Food Gifts that Matter
By Mark Bittman on December 21, 2011
© The New York Times
My column today offers suggestions for gifts for non-cooks. Obviously, cooking is not the only issue out there, and direct contact with friends is not the only way to change things in the food world: there is cash. There are countless worthy causes and just as many charitable institutions. If finding the cash to spare is difficult so, too, may be choosing where it will be put to best use. But if you’re thinking about making a donation this year to brighten the national or global food landscape, here’s a list of organizations where your gifts will be well spent. (No doubt there are equally worthy omissions; please add them in the comments section.)
- Trickle Up: Helps people living on less than $1.25 a day to lift themselves out of poverty by providing them with seed capital grants, community savings groups to help build their assets, and training for how to operate and grow a microenterprise.
- Oxfam: Works to end poverty and injustice in America and the rest of the world. Oxfam International has a particularly interesting blog written and edited by Duncan Green, head of research for Oxfam Great Britain. Also consider WhyHunger and Action Against Hunger.
- Heifer International: Helps families around the world feed themselves and gain access to sustainable means of income through gifts of livestock and training.
- Bread for the World: Lobbies U.S. political leaders — hard and effectively — to make addressing world hunger a national priority.
- Doctors Without Borders: Treats, among many others in desperate need, those suffering from severe malnutrition.
- Growing Power: Develops community-based food systems by training community members to sustainably, grow, process, market and distribute food. Its founder, Will Allen, is one of the more inspiring and gifted figures in the “good food movement” — or whatever you choose to call it — and a pioneer in the field of urban agriculture.
- Environmental Working Group: Promotes agricultural conservation, protects public health and exposes the federal policies that damage either one. Among many other contributions, EWG brings us the U.S. farm subsidy database, and the “Clean 15” and “Dirty Dozen” lists, rankings of the best and worst produce based on exposure to pesticides.
- Coalition of Immokalee Workers: Fights for fair wages, better treatment, better housing and greater respect for low-wage immigrant farm workers in Florida. CIW also works for stronger laws and enforcement protecting workers’ rights and the right to organize.
- The Humane Society of the United States: Advocates for the rights of animals, most notably — when it comes to changing the U.S. food system — by exposing the horrific, and all-too-routine animal abuses that have come to define industrial animal agriculture.
- Let’s Move Salad Bars to Schools: Increases schoolchildren’s access to, and consumption of, fruits and vegetables by supporting and installing salad bars in schools across the U.S. This is one of Let’s Move’s most direct initiatives to address childhood obesity.
- Wholesome Wave: Its Double Value Coupon Program — now in over 200 markets in 23 states — doubles the value of federal nutrition assistance dollars — like SNAP and WIC — at participating farmers markets, making local fruits and vegetables more accessible to low-income Americans.
- Meals on Wheels: Works to end senior hunger in the U.S.
- Share Our Strength: Works to end childhood hunger in the U.S.
- Feeding America: Supplies food to more than 37 million Americans in need each year through a national network of food banks.
- Food Bank of New York City: New York’s preeminent hunger relief organization, tackling food poverty through distribution, income support and nutrition education.
- City Harvest: Rescues over 83,000 pounds of food every day, and distributes it to nearly 600 community programs.
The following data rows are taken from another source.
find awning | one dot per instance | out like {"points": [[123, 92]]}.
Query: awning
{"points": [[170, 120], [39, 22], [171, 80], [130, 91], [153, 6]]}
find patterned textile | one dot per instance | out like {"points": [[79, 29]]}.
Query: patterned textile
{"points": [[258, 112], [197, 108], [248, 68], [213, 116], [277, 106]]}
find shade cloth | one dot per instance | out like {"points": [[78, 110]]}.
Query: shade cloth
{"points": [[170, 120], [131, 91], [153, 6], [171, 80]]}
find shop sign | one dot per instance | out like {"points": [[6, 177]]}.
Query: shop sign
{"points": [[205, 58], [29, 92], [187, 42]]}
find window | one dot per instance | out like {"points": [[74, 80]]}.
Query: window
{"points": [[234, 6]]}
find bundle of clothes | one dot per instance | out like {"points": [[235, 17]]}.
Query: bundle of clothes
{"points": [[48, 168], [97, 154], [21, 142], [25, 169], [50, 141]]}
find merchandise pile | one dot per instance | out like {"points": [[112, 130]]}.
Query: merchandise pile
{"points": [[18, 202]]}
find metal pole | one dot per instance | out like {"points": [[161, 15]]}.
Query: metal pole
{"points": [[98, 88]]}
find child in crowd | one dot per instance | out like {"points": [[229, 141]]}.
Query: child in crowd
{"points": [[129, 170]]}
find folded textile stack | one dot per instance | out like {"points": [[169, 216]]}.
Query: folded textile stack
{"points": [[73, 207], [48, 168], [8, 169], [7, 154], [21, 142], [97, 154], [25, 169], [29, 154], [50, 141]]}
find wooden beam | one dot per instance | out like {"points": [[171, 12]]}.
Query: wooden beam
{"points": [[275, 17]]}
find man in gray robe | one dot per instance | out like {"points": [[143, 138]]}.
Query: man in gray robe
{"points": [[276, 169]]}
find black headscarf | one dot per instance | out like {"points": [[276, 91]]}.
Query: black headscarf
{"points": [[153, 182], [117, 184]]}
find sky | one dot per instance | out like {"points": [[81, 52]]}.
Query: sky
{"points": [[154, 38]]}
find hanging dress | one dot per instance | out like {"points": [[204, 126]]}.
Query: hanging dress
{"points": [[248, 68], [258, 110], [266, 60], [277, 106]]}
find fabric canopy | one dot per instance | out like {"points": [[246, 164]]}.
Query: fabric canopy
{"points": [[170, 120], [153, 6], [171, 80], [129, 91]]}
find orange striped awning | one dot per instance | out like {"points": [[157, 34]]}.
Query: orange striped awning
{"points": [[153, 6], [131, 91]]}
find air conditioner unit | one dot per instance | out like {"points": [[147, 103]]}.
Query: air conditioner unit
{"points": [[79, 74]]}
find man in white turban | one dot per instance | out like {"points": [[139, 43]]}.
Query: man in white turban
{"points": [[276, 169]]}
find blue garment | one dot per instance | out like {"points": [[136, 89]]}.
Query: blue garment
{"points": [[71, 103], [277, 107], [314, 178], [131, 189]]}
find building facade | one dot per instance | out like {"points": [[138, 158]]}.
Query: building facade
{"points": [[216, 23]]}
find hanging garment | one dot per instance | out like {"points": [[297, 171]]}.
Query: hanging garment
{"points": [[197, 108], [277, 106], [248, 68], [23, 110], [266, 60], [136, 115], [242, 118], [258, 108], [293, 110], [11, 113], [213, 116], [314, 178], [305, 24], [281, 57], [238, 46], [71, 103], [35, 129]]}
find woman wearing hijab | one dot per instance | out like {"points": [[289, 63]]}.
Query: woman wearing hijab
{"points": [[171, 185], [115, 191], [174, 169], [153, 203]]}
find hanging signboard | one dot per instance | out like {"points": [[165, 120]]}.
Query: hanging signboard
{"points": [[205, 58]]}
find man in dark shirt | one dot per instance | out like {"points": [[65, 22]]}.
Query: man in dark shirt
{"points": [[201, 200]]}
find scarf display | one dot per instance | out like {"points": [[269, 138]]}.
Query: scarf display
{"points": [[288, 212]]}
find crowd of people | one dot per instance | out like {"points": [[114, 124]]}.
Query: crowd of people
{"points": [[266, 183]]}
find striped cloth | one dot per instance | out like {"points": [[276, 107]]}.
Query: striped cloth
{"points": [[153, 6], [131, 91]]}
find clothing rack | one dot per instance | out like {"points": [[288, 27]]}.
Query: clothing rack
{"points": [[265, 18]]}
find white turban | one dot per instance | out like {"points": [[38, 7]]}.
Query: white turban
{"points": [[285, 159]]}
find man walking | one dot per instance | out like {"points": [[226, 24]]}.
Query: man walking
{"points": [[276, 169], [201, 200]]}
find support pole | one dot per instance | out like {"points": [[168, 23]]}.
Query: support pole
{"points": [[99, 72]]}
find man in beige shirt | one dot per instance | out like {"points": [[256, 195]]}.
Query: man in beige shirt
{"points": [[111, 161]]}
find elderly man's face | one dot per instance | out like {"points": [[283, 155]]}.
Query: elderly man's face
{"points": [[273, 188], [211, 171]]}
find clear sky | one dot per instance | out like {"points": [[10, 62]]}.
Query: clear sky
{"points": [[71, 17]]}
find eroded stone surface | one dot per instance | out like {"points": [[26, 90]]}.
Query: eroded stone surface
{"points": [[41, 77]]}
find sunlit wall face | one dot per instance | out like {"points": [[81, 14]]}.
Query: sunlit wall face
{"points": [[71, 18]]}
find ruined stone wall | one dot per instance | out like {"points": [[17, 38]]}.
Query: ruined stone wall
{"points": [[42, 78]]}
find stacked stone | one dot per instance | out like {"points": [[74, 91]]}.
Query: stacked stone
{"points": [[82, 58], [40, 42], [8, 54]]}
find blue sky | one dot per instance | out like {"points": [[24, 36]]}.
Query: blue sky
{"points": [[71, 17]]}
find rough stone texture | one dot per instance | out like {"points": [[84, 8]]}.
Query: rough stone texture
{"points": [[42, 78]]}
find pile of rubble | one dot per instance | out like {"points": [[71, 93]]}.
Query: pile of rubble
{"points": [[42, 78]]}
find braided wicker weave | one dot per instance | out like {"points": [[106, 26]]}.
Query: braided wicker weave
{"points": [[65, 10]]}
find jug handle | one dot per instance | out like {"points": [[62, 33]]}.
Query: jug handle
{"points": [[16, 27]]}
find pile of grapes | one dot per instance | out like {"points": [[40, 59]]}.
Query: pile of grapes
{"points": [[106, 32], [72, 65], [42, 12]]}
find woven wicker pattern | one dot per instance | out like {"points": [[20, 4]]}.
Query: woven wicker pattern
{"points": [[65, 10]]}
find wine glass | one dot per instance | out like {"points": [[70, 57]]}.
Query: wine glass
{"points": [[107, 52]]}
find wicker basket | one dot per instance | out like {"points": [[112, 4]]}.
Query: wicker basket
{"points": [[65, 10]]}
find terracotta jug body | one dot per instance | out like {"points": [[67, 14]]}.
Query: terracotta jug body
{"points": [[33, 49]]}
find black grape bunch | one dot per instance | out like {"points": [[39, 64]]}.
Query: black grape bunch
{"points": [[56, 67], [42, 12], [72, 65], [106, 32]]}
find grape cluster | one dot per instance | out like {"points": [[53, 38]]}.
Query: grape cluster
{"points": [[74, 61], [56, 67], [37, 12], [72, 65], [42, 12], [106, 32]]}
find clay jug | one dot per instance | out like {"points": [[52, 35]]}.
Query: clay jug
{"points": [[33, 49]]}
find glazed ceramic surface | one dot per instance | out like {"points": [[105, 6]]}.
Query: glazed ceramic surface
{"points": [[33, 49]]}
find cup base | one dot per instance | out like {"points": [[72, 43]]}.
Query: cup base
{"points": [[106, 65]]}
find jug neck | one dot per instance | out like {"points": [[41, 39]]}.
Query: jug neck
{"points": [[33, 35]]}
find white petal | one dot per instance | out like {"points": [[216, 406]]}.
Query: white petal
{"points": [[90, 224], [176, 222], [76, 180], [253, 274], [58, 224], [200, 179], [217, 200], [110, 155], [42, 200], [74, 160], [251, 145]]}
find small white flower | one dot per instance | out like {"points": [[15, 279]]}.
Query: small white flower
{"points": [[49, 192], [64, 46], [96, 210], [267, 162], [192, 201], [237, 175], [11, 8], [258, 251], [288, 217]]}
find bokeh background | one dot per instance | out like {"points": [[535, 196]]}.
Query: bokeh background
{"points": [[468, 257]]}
Instead of — or in addition to — donating funds, you can also donate food.
- People’s Grocery: Improves the economy and health of West Oakland by addressing the local food system and increasing access to healthy foods. Its work has served as a model for like-minded organizations across the country. (Here’s an interesting interview with Nikki Henderson, of People’s Grocery, and Alice Waters.)
- Food Corps: Sends service members to limited-resource communities around the U.S. to build and tend school gardens, implement nutrition education programs and bring healthy, local food to school cafeterias.
- Slow Food USA: Promotes food that’s healthy for the people who eat and grow it, and for the environment in which it’s grown. Slow Food USA also recently issued the $5 Challenge, a heartening charge for home cooks to reclaim the value meal from fast food.
- Food Democracy Now!: Organizes online campaigns and on-the-ground actions to replace the broken food system with a more sustainable one.
- National Sustainable Agriculture Coalition: Works to protect and promote federal agricultural policies that benefit local food systems, rural communities, family farmers and environmentally responsible practices.
- American Farmland Trust: Saves America’s productive farm and ranch land from development. No farms, no food.
- The Land Institute: Works to develop and promote an ecologically stable system of perennial agriculture with grain yields comparable to — and inputs less than — traditional annual monoculture.
- Oceana: Quite simply, strives to protect the oceans in every way imaginable, as evidenced by its extensive list of victories won over the past eight years.
- Just Food: Works to ensure that every neighborhood in New York City has the resources it needs to make fresh, local food accessible to all of its residents.